These post don't really answer the questions on hand. Since you are a think tank and a pro PTI person why don't you tell us how will PTI do these talks and what will it achieve?
PTI in KPK (as the current elected provincial government) and the Tribal Jirga system are an interface between the Pakistani state and the public. The state needs a way to enforce its writ upon the public that will endure, be respected, be accepted as legitimate, especially when it doesn’t clash with local culture.
What is clear is the TTP (and their supporters) are beyond the pale, and need to be expelled at the very least.
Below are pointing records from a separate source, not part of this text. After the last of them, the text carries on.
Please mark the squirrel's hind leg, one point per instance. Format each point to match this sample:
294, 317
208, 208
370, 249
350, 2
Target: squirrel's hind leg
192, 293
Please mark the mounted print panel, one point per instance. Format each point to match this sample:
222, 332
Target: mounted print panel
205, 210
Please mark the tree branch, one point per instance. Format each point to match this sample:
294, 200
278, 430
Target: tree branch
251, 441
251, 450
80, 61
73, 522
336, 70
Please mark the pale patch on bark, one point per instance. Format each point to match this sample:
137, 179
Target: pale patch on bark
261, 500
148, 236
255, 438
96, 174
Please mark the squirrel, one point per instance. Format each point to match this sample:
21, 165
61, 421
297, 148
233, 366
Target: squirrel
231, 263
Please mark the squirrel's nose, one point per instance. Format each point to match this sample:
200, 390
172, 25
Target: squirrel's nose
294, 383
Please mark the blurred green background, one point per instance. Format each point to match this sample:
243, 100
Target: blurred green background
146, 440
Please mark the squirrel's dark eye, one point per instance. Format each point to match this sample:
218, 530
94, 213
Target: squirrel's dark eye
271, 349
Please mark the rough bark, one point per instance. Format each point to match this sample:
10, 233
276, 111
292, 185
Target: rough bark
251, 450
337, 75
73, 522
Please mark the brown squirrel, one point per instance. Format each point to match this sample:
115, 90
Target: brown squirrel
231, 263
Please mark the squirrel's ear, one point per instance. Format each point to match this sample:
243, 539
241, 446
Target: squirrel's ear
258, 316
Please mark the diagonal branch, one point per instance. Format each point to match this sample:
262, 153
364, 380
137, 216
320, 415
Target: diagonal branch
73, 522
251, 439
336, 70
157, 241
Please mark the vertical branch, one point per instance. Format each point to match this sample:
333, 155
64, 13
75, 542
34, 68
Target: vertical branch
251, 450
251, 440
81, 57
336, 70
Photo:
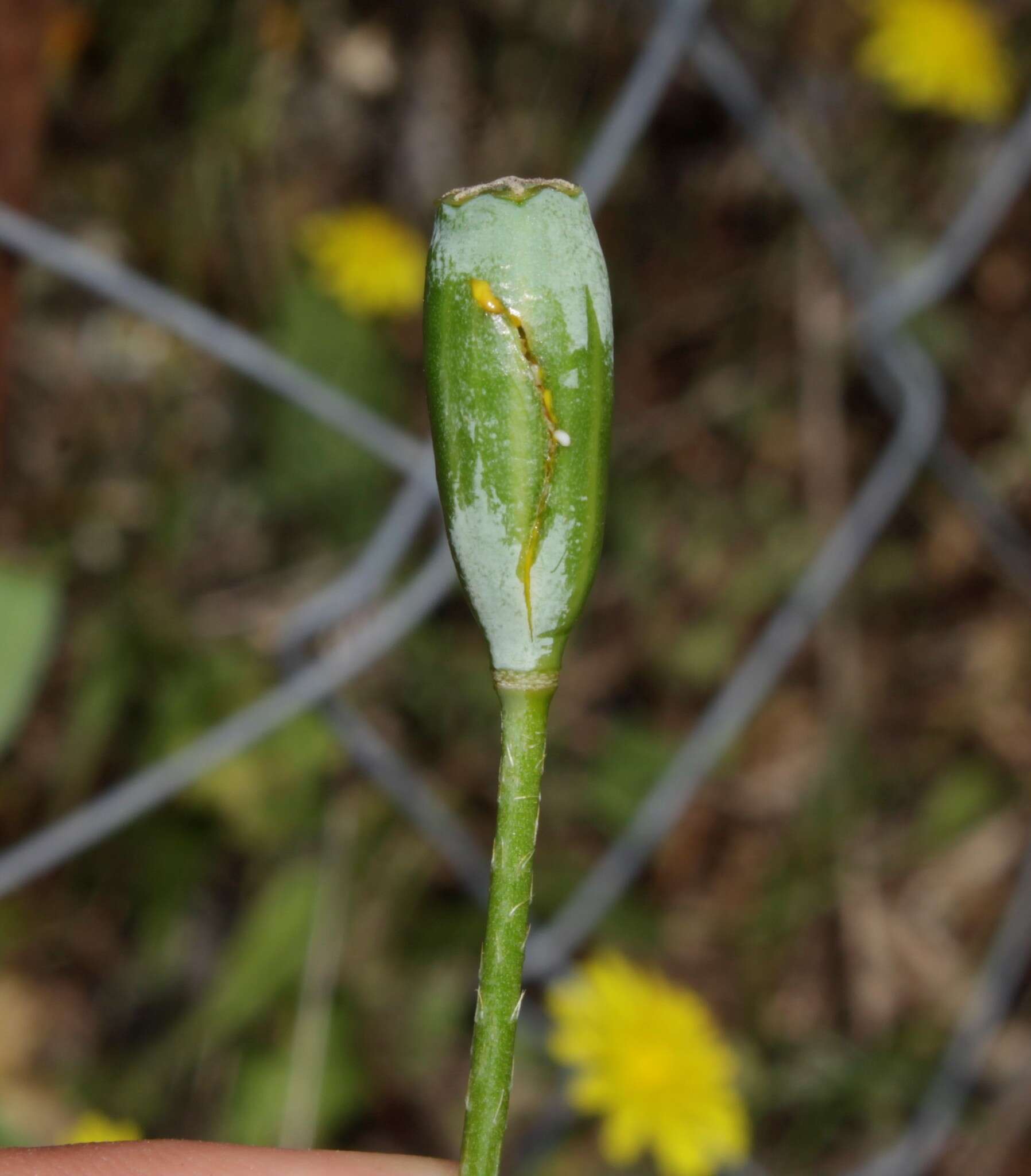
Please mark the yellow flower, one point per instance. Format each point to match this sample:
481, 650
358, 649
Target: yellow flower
92, 1127
942, 55
648, 1058
369, 260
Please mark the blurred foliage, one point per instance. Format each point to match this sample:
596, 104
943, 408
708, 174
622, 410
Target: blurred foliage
832, 888
29, 604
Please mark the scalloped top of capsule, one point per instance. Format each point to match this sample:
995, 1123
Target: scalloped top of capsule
509, 187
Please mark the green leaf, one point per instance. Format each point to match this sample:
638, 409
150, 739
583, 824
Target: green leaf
265, 956
29, 617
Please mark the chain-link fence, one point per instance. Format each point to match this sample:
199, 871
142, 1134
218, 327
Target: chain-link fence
901, 374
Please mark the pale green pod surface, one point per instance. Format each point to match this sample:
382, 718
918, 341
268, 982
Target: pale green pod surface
519, 353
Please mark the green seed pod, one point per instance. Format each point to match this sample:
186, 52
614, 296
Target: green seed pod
519, 354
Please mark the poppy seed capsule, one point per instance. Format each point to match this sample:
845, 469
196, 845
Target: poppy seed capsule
519, 354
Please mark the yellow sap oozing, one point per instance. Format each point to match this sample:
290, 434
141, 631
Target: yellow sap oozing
488, 301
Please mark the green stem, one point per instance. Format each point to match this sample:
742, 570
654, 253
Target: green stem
524, 732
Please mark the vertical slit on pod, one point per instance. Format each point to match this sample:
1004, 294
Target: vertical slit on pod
487, 300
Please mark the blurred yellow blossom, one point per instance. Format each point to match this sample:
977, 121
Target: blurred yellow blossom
367, 259
649, 1059
67, 32
942, 55
92, 1127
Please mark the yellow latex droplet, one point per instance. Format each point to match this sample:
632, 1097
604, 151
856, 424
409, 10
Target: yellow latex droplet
485, 297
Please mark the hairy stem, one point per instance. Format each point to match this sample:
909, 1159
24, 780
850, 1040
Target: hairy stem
524, 729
Trust with the state needs to be rebuilt to keep intel channels open and the jirga system needs to be strengthened to enforce societal pressure on locals to not allow the miscreants from getting any footholds back on our side of the border.
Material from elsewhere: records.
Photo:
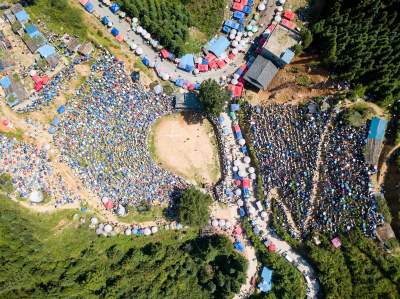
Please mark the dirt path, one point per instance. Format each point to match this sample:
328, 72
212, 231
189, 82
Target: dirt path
187, 148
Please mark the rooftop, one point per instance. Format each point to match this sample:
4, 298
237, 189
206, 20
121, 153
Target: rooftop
280, 40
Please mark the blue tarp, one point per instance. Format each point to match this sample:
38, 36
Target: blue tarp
105, 20
114, 7
239, 246
287, 56
5, 82
114, 31
46, 51
377, 128
61, 109
187, 63
32, 30
266, 284
217, 46
89, 7
22, 16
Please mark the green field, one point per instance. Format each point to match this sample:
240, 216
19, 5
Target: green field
53, 256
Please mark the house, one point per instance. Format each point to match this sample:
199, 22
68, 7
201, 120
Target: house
261, 72
279, 44
375, 138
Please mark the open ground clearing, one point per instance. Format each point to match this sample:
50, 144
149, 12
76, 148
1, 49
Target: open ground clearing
187, 148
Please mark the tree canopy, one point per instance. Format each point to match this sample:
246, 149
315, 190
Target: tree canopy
46, 257
361, 41
193, 207
213, 96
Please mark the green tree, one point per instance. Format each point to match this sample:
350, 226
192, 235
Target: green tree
193, 207
213, 96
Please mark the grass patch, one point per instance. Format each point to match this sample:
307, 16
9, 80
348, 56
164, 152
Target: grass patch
59, 16
136, 216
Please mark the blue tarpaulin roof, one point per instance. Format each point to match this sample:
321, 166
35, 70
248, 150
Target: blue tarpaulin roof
32, 30
187, 62
217, 46
287, 56
377, 128
114, 7
46, 51
22, 16
5, 82
89, 7
266, 284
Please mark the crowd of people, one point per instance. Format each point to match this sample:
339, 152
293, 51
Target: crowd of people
286, 140
104, 132
31, 171
345, 198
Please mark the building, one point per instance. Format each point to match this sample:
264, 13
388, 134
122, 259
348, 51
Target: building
261, 72
187, 102
375, 138
279, 44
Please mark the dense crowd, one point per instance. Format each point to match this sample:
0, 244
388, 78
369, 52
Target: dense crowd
286, 140
103, 135
31, 171
345, 199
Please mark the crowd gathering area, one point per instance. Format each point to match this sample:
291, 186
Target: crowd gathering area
292, 143
103, 136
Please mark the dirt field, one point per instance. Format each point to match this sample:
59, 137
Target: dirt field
186, 148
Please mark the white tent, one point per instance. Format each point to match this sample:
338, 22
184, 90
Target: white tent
36, 196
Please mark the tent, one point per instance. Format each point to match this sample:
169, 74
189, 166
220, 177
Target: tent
114, 8
187, 63
22, 16
89, 7
105, 20
114, 31
47, 50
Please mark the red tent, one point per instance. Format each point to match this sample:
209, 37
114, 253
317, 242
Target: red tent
38, 86
164, 53
202, 67
237, 6
220, 63
210, 57
288, 24
213, 64
272, 247
246, 183
108, 205
290, 15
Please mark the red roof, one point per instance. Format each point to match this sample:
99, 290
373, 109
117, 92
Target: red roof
288, 24
164, 53
210, 57
237, 6
213, 64
246, 183
38, 86
108, 205
202, 67
290, 15
220, 63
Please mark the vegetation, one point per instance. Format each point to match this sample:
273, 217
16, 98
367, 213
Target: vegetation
75, 263
358, 270
193, 207
213, 96
59, 16
287, 281
359, 40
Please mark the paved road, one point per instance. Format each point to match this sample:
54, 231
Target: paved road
168, 66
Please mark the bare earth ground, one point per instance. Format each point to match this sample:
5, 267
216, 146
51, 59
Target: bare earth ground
187, 149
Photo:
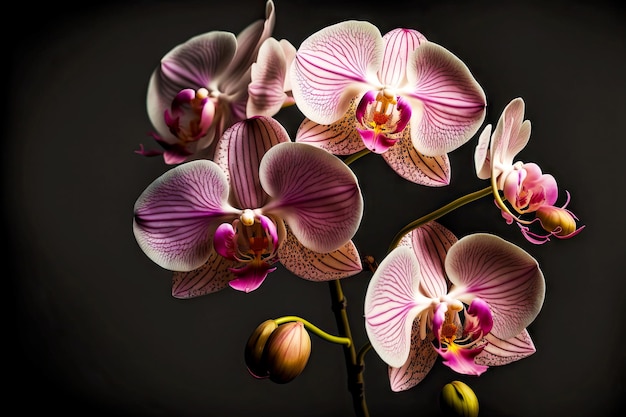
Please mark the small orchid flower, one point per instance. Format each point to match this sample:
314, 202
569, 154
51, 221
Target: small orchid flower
201, 88
264, 199
525, 187
398, 95
467, 300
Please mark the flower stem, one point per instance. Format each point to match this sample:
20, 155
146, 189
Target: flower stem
354, 365
439, 213
315, 330
350, 159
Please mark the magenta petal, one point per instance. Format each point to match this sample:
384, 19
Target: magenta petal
452, 102
392, 302
399, 45
175, 214
251, 276
331, 68
193, 64
240, 151
503, 275
211, 277
316, 194
422, 358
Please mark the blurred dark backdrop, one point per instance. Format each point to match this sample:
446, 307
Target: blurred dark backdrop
91, 325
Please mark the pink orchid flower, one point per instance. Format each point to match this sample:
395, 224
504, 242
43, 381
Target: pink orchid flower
264, 199
525, 187
398, 95
467, 300
201, 88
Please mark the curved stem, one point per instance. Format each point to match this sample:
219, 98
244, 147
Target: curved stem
316, 330
350, 159
439, 213
354, 368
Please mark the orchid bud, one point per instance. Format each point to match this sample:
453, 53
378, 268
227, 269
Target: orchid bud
556, 220
287, 352
254, 349
458, 400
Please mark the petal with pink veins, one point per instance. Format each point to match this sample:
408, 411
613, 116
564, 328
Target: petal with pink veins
505, 276
448, 103
316, 194
392, 302
175, 215
314, 266
333, 66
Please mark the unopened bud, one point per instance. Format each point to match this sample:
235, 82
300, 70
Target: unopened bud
254, 348
556, 218
458, 400
287, 352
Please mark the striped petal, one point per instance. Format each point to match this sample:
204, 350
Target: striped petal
333, 66
406, 161
240, 151
338, 138
501, 352
211, 277
422, 358
398, 47
503, 275
314, 266
193, 64
451, 101
392, 302
174, 215
316, 194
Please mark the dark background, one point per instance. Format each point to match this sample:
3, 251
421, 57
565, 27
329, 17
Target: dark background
92, 326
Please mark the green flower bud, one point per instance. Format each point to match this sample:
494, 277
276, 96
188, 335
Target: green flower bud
254, 349
458, 400
287, 352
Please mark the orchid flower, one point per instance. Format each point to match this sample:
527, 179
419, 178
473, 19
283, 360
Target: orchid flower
525, 187
398, 95
264, 199
467, 300
201, 88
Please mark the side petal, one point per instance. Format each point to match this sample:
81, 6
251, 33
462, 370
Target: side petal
338, 138
430, 244
211, 277
422, 358
314, 266
501, 352
392, 302
316, 194
193, 64
398, 47
452, 103
503, 275
174, 215
333, 66
240, 151
266, 90
406, 161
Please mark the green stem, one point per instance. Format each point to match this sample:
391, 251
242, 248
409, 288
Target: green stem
439, 213
354, 367
316, 330
350, 159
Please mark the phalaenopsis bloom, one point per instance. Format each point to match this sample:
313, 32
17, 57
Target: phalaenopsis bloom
467, 300
263, 200
398, 95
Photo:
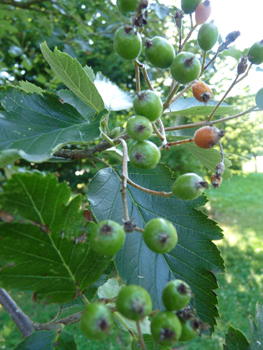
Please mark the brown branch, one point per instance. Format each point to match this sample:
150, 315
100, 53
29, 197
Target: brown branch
23, 322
Talks would be about concessions to our own Jirgas and tribes to hold the line and how they can get the Afghans to not let the TTP into Pakistan. Concessions on trade and easier movement of vetted persons would be the kind of concessions that would probably be on the table. Human scale terms that only locals that feel loyal to the state can sift the wheat from the chaff.
Without a very good HUMINT on the ground, these militants could be moving freely and be hard to detect. HUMINT at that scale will depend on close political cooperation between local (jirgas), provincial and federal.
LEA are there to back up this plan; to give just the right amount of stick (such as the strike that precisely took out this miscreant, and his minions and ammo dumps, without harming civilians), while politicians are there to give the right amount of carrots, PTI gives the perception in KPK, to give just the right amount of carrots and try to keep the use of the stick to what is absolutely necessary. Hence a suggestion that a plan be allowed to be formulated between IK/PTI and Gen. Retired Tariq Khan, and war gamed to see what resources would be needed to achieve these goals of pacification and what could be realistically achieved, should seriously be considered.
We have to look at political figures we have and how best they can play a role in achieving national interests. Internal reconciliation as well as a mechanism for a long term cultural shift in the Afghans (via our own local Pashtun population pushing back and setting new norms) is a necessity, especially for as long as we have these personalities with such cache.